What happens when you're in the wrong place at the wrong time
I walked, alone, down the near-empty streets, across the bridge, to the station, and onto the ghostly train. It was a night train so, having only two emergency lights itself, it relied on the lights of the station for illumination which on this platform were few and far between. All the colours were dissolved into the grey, like an oyster soup had been poured over everything.
It occurred to me that I'd never noticed this on a night train before, I was always too busy looking at the ceiling or out of the window I guess. Hue and I usually sat across from each other with our feet on the seats opposite and our heads laid back, not talking or doing much at all. Now I sat there by myself, making half of our usual shape, tying and untying my boot laces and trying to stop my brain from running wild.
No one else came on to my carriage in the five minutes I sat there apart from one man with an embroidered coat and a girl on his arm. They sat as far away from me as they possibly could and, from all the rustling and muffled giggles I could hear coming from their direction, I was quite glad.
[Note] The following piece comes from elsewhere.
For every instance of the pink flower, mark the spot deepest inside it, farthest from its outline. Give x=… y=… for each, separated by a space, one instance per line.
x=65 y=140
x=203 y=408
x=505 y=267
After a few more minutes, the train rumbled to life. I opened my eyes briefly and then the most remarkable thing happened. Just as the doors were closing, a black rucksack was launched through them. It skidded across the carriage and was shortly followed by a girl. Able as a ninja, she manoeuvred through the tiny gap between the doors just in time to not get her left arm chopped off and she too skidded a few inches before putting out her rescued arm to steady herself. I peeped around the seat opposite me and caught her looking almost straight at me, a look of anxiety in her eyes. I let out a small yelp and dived back. After a few seconds, I peered around again, more gingerly this time.
She was paused for a moment as if to catch her breath. I watched her whole torso rise up and down, I imagined a small firework sound every time she exhaled, chest rising, pausing, falling, boom, rising, pausing, falling, boom. The fireworks became a more regular rhythm after a while and she cowered away from the glare of the tunnel lights.
Energy radiated from her, a kind I had never seen before. It was like she was emitting a force. It was subtle but strong and buzzing like it was going to burst into the rest of the world and infuse it with her, just her. There was only one word I could think of at the time to describe it. It was, well... ethereal.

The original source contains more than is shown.